L’investissement budgétaire requis pour la formation, l’équipement et le logement en caserne de ces volontaires doit être mis en perspective avec les gains immédiats en matière de sécurité publique et d’efficience opérationnelle. Le déploiement de ces nouveaux effectifs sur le terrain constitue une réponse pragmatique à la saturation des forces régaliennes.

​Au-delà de l’enjeu sécuritaire, ce dispositif s’inscrit dans une vision de long terme :

​Rentabilité de l’investissement public : Le coût de prise en charge est contrebalancé par la création d’une valeur sécuritaire immédiate et par l’évitement des coûts sociaux liés à l’inactivité et à la précarité des situations irrégulières.

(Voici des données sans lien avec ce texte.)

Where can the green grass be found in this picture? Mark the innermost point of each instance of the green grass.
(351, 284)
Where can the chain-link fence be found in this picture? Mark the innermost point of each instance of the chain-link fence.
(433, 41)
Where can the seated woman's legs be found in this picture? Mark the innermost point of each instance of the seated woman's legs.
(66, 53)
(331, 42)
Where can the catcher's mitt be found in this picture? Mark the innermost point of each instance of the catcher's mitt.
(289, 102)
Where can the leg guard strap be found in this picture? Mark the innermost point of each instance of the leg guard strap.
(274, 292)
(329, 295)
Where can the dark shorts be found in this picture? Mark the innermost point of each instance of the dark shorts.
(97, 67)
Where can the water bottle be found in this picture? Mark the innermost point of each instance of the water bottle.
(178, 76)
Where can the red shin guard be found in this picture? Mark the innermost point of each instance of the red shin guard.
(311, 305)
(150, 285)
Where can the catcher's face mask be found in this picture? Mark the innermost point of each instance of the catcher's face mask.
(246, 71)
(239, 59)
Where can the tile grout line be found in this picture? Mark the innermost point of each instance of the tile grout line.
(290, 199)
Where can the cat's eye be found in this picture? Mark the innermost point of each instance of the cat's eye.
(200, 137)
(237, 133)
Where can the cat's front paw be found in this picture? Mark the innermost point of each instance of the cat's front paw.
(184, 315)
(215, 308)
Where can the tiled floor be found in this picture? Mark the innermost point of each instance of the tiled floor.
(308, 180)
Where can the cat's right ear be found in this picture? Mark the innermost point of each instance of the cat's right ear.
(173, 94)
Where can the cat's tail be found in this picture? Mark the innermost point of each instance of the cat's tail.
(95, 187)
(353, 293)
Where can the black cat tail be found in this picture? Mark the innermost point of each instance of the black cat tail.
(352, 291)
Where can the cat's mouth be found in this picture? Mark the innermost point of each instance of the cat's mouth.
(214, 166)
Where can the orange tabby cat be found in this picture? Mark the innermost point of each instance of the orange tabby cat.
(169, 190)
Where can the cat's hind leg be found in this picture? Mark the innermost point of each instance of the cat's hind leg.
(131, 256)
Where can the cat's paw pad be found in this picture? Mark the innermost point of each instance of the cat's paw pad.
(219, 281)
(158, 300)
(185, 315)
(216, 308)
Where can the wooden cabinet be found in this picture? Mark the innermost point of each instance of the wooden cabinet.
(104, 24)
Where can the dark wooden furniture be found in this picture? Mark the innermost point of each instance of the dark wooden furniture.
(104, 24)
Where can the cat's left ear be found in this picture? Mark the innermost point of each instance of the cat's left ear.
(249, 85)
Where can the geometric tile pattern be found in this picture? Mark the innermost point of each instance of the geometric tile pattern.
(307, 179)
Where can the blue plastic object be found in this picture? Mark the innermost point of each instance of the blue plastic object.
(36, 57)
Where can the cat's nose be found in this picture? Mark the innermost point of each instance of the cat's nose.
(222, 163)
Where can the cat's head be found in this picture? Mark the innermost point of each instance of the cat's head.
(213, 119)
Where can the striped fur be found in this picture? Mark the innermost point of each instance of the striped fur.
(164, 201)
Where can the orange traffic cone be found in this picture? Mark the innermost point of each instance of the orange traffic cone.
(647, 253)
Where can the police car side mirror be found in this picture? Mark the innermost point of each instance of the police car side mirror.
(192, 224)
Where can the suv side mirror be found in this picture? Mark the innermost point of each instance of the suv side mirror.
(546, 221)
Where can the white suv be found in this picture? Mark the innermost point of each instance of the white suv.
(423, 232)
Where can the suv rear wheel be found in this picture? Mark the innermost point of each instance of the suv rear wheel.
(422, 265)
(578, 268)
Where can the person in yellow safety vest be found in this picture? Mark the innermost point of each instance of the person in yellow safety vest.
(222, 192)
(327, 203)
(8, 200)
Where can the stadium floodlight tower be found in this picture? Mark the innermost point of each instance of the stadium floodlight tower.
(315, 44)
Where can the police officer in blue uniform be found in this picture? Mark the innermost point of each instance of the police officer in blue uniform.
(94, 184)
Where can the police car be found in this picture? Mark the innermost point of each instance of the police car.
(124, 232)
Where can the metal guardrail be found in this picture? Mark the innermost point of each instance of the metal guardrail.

​Réponse au déclin démographique : En formant et en intégrant des travailleurs par le biais d’un cadre disciplinaire strict, l’État se dote d’un vivier de main-d’œuvre qualifiée et acculturée aux valeurs de la République. À terme, ces profils pourront combler le déficit démographique structurel de la population active française.

​Intégration méritocratique : Le passage par le VSII garantit que l’accès à un statut de résident pérenne est le fruit d’un service rendu à la Nation, vérifié par des tests rigoureux de langue et de civisme.

Cette messure vise donc à substituer l’aléa de l’inexécution à la certitude de l’engagement régalien, pour transformer un défi migratoire en un levier de souveraineté nationale par l’effort et l’intégration.